A CSV file will be generated containing the subclustering results. The image below shows an example of the output, with detailed annotations and reasoning for each subcluster.

Subclustering analysis results

It is recommend to run the CS score for the subclustering to get a more confident answer.

runCASSIA_n_subcluster(n=5, marker_sub, "cd8 t cell", "subclustering_results_n", max_workers = 5,n_genes=50L)


# Calculate similarity scores
similarity_scores <- runCASSIA_similarity_score_batch(
    marker = marker_sub,
    file_pattern = "subclustering_results_n_*.csv",
    output_name = "subclustering_uncertainty",
    max_workers = 6
)
R

5. Additional Tasks

CASSIA can be used to perform specialized analyses on specific clusters, such as inferring the functional state or activation status of a cell population. In this example, we demonstrate this capability using CD8-positive, alpha-beta T cells. While this feature provides valuable insights, please note that the performance of this analytical agent has not been comprehensively benchmarked against gold standards, so interpret results with appropriate caution and validate findings with orthogonal methods when possible.

# Only openrouter is supported as the provider now.

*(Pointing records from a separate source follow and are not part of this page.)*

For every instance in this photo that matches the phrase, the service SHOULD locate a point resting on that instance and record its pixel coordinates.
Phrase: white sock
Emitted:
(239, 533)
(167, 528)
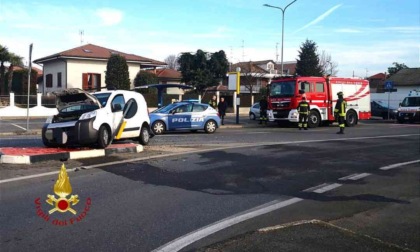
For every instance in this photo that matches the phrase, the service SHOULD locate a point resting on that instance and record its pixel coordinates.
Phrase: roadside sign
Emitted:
(234, 81)
(389, 85)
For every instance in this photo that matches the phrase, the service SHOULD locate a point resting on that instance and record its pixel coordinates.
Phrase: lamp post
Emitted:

runCASSIA_annottaionboost_additional_task(
    full_result_path = paste0(output_name, "_full.csv"),
    marker = markers_unprocessed,
    output_name="T_cell_state",
    cluster_name = "cd8-positive, alpha-beta t cell",  # Cluster with high mitochondrial content
    major_cluster_info = "Human Large Intestine",
    num_iterations = 5,
    model = "anthropic/claude-3.5-sonnet",
    additional_task = "infer the state of this T cell cluster"
)
R

See the other vignettes for more details on marker file preparation and basic annotation. If you have suggestions for additional agents or improvements, please contribute on GitHub.